Прибавление. Для договора требуются два согласия на две вещи: я хочу приобрести собственность и отказаться от собственности. Реален тот договор, в котором каждый совершает все — отказывается от собственности и приоб­ретает ее, оставаясь в самом отказе собственником. Формален тот договор, по которому лишь одна сторона приобретает собственность или отказывается от нее.

§ 77

Поскольку в реальном договоре каждый сохраняет ту же собственность, с которой он вступает в договор и от которой он одновременно отказывается, то эта остающаяся тождественной собственность отлична в качестве в себе сущей в договоре от внешних вещей, которые при обмене меняют собственника. Она — ценность, по которой предме­ты договора при всем внешнем качественном различии ве­щей равны друг другу, есть их всеобщее (§ 63).

Примечание. Определение, что laesio enormis39 аннули­рует взятые на себя в договоре обязательства, имеет, таким образом, свой источник в понятии договора и, ближе, в том моменте, что лицо, вступившее в договор посредством от­чуждения своей собственности, остается собственником и, в более точном определении, в количественном отношении таким же.
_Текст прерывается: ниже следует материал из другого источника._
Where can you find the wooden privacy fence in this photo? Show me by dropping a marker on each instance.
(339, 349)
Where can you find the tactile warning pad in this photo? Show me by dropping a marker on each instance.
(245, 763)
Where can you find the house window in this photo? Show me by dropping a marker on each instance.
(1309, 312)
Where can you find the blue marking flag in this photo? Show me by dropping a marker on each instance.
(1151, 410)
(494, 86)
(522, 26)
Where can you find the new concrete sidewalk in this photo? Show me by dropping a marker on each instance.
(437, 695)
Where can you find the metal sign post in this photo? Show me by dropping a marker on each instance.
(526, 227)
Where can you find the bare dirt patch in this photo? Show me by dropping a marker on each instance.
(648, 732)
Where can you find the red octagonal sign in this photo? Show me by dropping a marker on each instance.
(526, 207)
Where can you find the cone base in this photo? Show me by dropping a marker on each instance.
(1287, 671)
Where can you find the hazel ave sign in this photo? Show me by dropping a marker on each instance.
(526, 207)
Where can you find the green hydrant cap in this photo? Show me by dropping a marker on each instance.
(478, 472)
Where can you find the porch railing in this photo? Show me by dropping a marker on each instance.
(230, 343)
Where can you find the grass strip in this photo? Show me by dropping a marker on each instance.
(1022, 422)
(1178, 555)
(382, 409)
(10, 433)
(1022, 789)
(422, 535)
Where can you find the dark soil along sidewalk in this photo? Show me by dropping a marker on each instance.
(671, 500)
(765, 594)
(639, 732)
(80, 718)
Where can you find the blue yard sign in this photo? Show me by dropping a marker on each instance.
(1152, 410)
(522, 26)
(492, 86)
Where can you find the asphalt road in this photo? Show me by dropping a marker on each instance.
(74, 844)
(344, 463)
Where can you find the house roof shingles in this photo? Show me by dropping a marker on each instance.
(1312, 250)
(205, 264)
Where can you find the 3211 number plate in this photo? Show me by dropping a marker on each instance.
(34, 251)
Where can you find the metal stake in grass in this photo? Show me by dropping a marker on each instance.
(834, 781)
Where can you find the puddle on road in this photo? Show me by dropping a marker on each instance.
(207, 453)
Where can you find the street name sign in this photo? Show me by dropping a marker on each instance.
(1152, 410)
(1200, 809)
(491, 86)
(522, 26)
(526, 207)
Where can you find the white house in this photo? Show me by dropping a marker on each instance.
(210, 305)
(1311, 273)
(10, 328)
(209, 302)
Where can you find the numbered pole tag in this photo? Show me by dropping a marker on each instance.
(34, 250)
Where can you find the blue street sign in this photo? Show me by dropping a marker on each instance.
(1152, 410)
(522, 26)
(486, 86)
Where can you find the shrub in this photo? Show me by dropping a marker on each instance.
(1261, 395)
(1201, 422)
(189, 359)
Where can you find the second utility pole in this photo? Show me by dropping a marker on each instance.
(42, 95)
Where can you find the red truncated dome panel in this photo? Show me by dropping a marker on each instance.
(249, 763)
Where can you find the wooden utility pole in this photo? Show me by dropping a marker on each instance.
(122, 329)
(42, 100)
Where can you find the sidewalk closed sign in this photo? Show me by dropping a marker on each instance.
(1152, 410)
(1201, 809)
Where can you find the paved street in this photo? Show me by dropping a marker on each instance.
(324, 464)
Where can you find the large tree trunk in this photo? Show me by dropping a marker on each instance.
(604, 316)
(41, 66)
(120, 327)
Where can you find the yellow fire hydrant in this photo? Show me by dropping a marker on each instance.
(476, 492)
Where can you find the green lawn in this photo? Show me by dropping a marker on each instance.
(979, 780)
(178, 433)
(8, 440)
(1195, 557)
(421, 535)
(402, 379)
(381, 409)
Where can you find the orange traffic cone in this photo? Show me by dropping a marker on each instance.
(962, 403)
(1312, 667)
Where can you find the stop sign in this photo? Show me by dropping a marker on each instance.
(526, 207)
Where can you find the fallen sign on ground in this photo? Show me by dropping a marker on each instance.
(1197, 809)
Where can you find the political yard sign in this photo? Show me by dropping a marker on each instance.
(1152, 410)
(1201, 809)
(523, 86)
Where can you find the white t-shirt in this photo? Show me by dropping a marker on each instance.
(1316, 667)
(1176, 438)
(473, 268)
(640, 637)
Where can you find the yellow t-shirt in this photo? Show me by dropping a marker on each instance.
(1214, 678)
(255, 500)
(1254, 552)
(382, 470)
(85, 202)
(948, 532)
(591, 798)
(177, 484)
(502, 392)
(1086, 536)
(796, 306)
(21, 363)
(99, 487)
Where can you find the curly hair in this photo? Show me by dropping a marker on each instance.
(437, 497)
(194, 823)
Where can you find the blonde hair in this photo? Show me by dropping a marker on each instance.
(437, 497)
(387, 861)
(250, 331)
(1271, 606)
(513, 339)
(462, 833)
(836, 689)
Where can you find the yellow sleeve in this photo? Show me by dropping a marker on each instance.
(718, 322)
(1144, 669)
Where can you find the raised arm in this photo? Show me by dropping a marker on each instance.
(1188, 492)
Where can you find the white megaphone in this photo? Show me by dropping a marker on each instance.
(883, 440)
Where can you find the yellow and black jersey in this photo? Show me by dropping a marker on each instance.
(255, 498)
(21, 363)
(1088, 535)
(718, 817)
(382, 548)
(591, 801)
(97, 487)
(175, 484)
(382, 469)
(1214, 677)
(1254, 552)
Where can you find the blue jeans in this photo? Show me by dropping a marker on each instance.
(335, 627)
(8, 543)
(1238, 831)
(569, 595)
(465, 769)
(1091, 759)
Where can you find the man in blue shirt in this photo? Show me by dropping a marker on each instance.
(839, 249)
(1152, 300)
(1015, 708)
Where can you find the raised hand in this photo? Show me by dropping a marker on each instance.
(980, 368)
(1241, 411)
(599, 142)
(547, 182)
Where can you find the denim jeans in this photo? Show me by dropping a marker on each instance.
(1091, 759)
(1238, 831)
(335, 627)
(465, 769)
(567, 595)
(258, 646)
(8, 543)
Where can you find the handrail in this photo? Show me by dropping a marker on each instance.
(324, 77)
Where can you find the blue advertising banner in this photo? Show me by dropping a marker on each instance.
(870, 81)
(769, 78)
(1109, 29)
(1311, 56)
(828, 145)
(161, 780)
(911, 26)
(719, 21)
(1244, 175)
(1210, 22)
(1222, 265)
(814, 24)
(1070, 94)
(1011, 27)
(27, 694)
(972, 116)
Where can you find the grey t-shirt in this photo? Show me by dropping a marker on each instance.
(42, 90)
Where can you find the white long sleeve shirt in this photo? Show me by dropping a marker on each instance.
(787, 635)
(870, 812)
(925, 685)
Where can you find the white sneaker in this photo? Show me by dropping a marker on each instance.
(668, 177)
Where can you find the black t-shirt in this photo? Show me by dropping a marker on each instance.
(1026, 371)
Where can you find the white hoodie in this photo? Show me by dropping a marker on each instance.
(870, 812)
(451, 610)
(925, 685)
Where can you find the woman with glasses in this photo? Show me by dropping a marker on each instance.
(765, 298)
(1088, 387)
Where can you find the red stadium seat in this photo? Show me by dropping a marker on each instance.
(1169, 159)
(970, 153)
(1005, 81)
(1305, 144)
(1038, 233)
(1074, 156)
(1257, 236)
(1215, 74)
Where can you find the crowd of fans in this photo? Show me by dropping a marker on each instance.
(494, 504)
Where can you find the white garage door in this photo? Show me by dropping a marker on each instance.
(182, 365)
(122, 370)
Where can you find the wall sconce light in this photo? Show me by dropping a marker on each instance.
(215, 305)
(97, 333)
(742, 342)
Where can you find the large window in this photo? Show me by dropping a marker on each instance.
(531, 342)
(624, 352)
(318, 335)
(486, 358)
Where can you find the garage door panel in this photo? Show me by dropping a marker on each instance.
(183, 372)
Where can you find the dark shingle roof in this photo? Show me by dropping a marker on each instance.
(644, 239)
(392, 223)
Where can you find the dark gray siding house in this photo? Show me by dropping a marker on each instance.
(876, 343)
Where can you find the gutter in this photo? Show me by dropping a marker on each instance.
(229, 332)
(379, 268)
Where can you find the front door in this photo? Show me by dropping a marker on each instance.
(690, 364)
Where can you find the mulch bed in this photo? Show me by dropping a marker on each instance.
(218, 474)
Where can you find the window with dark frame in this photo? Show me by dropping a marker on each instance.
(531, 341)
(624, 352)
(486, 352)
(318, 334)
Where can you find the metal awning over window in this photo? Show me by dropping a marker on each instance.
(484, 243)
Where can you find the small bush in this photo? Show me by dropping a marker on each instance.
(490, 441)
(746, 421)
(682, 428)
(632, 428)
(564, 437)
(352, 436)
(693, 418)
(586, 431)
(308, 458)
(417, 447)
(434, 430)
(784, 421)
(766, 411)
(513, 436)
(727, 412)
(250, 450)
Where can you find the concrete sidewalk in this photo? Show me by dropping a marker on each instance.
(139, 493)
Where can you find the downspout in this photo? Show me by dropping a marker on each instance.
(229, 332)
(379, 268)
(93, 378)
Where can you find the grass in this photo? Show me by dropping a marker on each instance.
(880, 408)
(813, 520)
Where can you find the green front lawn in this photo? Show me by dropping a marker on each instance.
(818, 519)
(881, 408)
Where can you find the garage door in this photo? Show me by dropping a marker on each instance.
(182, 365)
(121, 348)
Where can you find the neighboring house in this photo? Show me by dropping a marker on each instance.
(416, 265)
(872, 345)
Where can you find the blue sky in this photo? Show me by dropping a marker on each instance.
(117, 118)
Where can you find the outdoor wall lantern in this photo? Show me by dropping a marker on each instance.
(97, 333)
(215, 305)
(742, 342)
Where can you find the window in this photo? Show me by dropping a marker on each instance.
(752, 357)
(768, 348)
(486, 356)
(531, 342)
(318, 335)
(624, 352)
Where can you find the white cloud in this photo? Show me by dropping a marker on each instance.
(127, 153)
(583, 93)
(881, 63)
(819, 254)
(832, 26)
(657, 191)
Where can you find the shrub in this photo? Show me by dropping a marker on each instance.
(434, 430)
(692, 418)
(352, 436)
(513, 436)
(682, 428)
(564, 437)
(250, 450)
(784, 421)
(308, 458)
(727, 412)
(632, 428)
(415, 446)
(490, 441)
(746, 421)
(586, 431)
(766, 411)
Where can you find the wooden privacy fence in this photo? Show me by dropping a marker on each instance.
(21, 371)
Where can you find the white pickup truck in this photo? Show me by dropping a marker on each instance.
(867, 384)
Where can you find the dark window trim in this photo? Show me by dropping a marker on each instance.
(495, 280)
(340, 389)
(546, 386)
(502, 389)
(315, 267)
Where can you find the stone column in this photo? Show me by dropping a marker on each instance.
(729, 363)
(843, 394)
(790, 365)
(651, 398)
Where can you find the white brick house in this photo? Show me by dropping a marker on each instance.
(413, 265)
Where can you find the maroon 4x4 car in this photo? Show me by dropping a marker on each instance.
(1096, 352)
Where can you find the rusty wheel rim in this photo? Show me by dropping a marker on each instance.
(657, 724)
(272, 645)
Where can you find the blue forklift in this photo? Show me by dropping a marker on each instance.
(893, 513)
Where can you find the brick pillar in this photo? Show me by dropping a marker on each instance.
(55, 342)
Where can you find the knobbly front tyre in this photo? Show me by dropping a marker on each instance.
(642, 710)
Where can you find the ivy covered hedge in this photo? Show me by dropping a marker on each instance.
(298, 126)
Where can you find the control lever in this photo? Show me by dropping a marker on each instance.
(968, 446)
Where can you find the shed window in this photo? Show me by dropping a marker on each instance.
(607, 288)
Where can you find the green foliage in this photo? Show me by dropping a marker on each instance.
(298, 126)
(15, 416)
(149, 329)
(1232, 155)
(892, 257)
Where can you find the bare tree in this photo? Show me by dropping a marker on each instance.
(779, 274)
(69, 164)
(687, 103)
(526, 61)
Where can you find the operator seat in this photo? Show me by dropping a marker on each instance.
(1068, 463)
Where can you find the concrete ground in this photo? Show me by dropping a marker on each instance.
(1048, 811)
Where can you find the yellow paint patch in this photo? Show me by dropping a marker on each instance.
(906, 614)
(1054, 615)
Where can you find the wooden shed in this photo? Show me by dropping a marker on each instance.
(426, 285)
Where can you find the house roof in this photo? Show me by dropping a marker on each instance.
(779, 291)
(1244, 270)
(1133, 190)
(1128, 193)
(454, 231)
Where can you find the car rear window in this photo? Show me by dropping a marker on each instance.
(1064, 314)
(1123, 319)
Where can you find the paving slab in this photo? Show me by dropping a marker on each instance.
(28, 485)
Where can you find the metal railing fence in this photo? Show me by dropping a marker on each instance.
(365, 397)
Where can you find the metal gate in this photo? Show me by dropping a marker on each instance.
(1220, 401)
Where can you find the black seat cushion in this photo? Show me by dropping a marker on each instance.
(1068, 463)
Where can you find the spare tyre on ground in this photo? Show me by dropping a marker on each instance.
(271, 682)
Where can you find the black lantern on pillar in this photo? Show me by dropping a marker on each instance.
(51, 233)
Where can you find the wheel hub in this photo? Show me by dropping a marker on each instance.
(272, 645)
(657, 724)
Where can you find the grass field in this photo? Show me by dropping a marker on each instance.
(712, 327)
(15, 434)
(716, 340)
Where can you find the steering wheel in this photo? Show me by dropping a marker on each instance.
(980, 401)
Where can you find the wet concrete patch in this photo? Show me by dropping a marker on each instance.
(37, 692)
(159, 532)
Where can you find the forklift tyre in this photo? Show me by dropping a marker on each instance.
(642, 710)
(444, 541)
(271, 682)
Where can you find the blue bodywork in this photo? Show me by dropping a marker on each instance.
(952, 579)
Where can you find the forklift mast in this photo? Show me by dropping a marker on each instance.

Нанесенный ущерб был бы не только огромен (таковым он считается, если превышает половину ценно­сти), но и бесконечен, если бы в договоре или вообще стипуляции шла речь об отчуждении неотчуждаемого имуще­ства. Стипуляция отличается от договора прежде всего по своему содержанию — тем, что она являет собой отдельную часть или момент всего договора, затем также и тем, что она представляет собой формальное установление договора; об этом будет сказано позже. С этой стороны она содер­жит только формальное определение договора — согласие одной стороны нечто совершить и согласие другой при­нять это; поэтому ее причисляли к так называемым одно­сторонним договорам. Деление договоров на односторонние и двусторонние, так же как и другие деления их в римском праве,— частью поверхностные сопоставления по отдель­ному, часто внешнему признаку, такому, например, как способ и характер формального аспекта, частью же в них смешиваются среди прочего определения, касающиеся самой природы договора, и определения, которые отно­сятся лишь к осуществлению права (actiones) и правовым

[131]

действиям, согласно позитивному закону, часто же проис­ходят из совершенно внешних обстоятельств и противоре­чат понятию права.

§ 78

Различие между собственностью и владением, субстан­циальной и внешней сторонами (§ 45), превращается в договоре в различие между общей волей как соглашением и осуществлением его посредством выполнения. Заклю­ченное соглашение есть в отличие от выполнения для себя представляемое, которому поэтому, согласно своеоб­разному способу наличного бытия представлений в знаках (Энциклопедия философских наук, § 458 и след.), надле­жит дать особое наличное бытие в выражении стипуляции посредством формальных жестов и других символических действий, в особенности с помощью определенного объяс­нения посредством речи, элемента, наиболее достойного духовного представления.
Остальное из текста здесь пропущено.